|
BLOG MOVED: I'm now blogging from here. Update your bookmarks! If you're following on RSS, you can keep your old subscription -- I'll have FeedBurner forward properly.
MY FAVORITE ANDROID APPS (SO FAR): Since December, Google employees have been carrying T-Mobile G1 devices with the Android operating system installed. Here are some of my favorite applications so far: - G-Backup: Backs up your call log, text messages and pictures to your Gmail account. $4 one-time charge to download.
- PhonePlus Callback: Typically when I don't answer a call, I like to reassure the caller that I'm planning to get back to them. The PhonePlus app adds a button to your incoming call screen that sends the person a text message: "Will call you back in a bit!," or a message of your choice. $1 for a high quality version (one-time payment).
- Loopt: The original social location sharing service.

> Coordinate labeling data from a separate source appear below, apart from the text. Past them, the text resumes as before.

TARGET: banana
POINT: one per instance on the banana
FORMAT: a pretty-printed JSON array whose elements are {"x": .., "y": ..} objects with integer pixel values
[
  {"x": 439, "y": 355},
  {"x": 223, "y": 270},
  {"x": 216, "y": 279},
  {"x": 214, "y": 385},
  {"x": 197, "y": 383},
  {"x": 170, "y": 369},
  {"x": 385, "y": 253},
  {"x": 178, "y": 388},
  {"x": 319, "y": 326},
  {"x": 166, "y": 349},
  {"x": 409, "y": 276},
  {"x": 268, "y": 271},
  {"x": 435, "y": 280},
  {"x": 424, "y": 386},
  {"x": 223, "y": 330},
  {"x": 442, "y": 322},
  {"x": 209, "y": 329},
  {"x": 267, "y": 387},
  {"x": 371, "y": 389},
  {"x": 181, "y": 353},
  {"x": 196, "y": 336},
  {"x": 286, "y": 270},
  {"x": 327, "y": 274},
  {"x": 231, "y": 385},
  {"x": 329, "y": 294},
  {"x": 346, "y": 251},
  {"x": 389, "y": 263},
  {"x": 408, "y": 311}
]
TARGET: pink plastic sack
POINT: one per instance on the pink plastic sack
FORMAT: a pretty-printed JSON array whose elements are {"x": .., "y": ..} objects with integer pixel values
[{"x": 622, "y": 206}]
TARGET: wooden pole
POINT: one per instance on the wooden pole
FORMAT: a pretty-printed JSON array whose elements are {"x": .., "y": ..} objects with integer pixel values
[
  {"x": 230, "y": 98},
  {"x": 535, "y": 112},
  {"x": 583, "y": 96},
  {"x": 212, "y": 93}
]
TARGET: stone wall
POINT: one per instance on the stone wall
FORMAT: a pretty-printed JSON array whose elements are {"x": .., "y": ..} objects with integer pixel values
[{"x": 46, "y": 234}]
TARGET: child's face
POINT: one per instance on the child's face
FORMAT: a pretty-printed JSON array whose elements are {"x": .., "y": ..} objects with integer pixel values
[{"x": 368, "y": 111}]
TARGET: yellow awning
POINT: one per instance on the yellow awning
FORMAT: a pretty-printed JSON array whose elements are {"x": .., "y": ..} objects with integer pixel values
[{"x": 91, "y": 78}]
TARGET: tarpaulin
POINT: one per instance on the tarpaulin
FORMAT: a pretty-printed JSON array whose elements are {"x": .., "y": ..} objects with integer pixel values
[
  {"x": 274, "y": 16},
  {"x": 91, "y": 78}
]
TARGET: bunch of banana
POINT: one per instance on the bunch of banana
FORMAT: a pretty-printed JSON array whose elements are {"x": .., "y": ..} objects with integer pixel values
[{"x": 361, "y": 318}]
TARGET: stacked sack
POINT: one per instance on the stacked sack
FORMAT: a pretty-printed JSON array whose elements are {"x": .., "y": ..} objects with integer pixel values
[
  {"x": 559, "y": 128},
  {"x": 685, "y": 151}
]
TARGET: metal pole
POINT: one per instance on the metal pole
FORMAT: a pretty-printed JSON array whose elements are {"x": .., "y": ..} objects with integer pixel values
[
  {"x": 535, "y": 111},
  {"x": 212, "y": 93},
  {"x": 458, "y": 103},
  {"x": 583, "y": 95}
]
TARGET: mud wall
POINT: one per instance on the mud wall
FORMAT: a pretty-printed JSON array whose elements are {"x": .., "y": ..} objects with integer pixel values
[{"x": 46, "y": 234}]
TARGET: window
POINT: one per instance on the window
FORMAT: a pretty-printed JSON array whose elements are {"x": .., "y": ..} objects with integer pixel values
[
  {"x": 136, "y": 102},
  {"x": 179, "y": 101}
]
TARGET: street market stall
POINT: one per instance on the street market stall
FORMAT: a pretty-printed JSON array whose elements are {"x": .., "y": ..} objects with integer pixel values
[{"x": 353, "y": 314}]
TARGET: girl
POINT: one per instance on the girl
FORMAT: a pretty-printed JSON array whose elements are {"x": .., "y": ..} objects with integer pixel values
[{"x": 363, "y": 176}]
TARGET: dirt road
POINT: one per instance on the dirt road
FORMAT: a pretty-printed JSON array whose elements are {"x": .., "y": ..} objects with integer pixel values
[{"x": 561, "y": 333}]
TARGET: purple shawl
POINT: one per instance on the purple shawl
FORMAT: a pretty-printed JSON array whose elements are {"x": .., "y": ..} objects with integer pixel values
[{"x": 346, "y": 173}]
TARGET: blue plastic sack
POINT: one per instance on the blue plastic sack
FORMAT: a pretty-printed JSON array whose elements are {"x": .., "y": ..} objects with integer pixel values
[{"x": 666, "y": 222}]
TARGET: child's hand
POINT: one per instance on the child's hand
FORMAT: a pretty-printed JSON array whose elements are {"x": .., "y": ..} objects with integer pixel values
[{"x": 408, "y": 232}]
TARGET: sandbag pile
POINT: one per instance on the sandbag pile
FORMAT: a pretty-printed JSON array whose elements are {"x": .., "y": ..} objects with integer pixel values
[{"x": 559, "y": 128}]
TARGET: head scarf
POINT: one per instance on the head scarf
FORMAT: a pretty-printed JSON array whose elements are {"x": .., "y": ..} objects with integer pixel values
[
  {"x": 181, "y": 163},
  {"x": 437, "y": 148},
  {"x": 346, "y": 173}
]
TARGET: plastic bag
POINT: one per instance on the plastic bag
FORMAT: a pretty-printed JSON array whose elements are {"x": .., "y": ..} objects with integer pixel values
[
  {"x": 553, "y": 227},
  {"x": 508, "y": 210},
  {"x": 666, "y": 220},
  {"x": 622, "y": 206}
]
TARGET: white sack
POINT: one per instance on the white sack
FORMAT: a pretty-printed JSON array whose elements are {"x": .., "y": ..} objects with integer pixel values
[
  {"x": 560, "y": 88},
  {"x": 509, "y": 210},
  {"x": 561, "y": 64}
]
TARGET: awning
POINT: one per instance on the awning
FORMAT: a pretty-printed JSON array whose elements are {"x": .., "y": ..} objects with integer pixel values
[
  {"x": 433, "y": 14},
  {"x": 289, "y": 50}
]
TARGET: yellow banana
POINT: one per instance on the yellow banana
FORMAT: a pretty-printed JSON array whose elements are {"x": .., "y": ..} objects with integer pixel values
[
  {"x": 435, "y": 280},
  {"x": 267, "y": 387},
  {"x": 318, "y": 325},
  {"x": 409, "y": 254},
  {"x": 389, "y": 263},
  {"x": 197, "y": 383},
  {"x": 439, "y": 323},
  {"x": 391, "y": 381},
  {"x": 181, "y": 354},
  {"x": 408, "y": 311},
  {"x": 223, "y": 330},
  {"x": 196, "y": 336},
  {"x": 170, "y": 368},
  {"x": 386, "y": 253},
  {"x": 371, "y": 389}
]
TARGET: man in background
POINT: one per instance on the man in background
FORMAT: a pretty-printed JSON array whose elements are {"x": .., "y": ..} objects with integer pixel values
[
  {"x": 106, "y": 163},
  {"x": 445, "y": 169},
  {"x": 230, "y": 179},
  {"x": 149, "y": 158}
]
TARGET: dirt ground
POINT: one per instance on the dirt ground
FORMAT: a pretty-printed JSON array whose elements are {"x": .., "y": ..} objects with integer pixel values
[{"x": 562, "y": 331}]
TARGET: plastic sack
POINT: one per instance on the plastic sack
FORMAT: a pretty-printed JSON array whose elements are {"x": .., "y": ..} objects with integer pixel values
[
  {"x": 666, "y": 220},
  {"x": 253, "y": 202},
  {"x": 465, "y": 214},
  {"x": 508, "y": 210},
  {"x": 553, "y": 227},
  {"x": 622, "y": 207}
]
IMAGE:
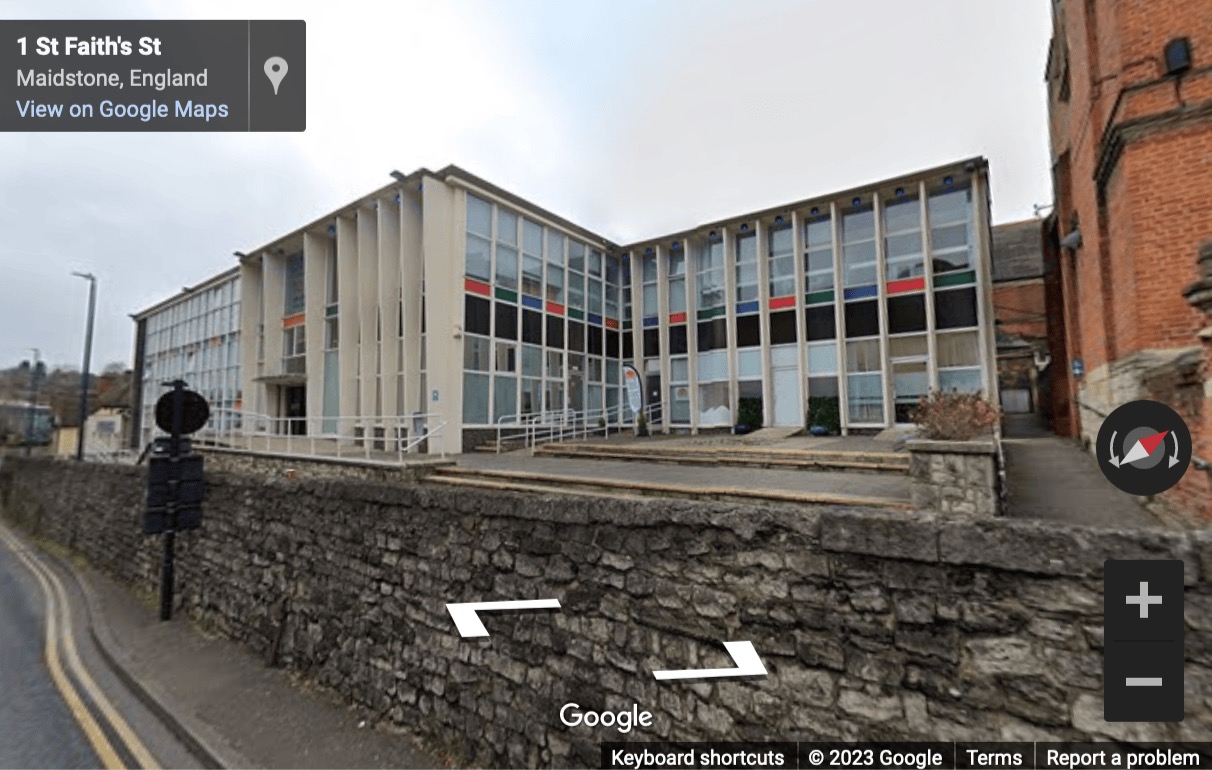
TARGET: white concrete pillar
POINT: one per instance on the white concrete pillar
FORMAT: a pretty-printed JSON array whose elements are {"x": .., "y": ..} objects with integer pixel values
[
  {"x": 444, "y": 217},
  {"x": 761, "y": 234},
  {"x": 730, "y": 318},
  {"x": 347, "y": 323},
  {"x": 411, "y": 274},
  {"x": 801, "y": 289},
  {"x": 251, "y": 307},
  {"x": 367, "y": 312},
  {"x": 315, "y": 262},
  {"x": 840, "y": 317},
  {"x": 389, "y": 303}
]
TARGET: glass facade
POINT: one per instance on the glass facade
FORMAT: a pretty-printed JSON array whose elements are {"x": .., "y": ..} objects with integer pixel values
[
  {"x": 887, "y": 281},
  {"x": 198, "y": 340},
  {"x": 852, "y": 306},
  {"x": 541, "y": 334}
]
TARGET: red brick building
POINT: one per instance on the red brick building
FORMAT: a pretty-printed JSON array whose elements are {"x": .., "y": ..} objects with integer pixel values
[{"x": 1130, "y": 95}]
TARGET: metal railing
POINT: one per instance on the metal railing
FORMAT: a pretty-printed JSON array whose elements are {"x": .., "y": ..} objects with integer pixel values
[
  {"x": 530, "y": 429},
  {"x": 383, "y": 438}
]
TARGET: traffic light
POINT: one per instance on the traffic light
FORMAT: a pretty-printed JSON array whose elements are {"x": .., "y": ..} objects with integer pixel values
[{"x": 175, "y": 483}]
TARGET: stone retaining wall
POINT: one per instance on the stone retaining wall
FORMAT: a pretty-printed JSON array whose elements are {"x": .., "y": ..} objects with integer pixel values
[
  {"x": 955, "y": 478},
  {"x": 872, "y": 626}
]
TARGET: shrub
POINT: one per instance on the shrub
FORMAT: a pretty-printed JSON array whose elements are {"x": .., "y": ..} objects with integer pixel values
[
  {"x": 955, "y": 416},
  {"x": 749, "y": 412}
]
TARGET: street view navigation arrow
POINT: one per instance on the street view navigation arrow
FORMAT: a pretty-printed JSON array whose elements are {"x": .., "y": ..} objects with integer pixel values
[
  {"x": 743, "y": 655},
  {"x": 469, "y": 625}
]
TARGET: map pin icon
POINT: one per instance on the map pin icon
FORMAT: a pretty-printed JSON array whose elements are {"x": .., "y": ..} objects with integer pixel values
[{"x": 275, "y": 69}]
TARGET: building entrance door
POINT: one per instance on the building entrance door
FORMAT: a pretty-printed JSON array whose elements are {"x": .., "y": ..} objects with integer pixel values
[
  {"x": 295, "y": 410},
  {"x": 909, "y": 383},
  {"x": 652, "y": 399},
  {"x": 788, "y": 403}
]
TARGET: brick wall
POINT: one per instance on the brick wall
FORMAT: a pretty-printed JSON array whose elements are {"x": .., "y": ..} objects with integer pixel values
[
  {"x": 870, "y": 625},
  {"x": 1133, "y": 155},
  {"x": 1019, "y": 308}
]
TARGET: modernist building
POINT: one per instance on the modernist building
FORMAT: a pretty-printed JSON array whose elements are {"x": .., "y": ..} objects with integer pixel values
[
  {"x": 192, "y": 336},
  {"x": 1130, "y": 107},
  {"x": 444, "y": 296}
]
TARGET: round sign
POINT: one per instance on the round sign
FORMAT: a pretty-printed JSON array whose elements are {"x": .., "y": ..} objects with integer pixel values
[
  {"x": 1144, "y": 448},
  {"x": 194, "y": 411}
]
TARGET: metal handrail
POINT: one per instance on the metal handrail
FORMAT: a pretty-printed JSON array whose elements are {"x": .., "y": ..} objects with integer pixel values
[
  {"x": 322, "y": 435},
  {"x": 559, "y": 425}
]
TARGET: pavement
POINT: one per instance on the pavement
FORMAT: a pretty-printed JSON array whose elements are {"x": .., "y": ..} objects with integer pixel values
[
  {"x": 224, "y": 703},
  {"x": 1051, "y": 479}
]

Of course, Google has its own Latitude service as well, which is also a social location sharing service that works on Android.
- My Tracks: An application you can launch to record your GPS tracks every few seconds. This is useful so that you can share where you hiked, biked, drove or whatever on your vacation or day trip. Here's a recent motorcycle trip I took around San Francisco. After you record your journey, you can easily upload the data to Google Maps directly from your phone and send to your friends.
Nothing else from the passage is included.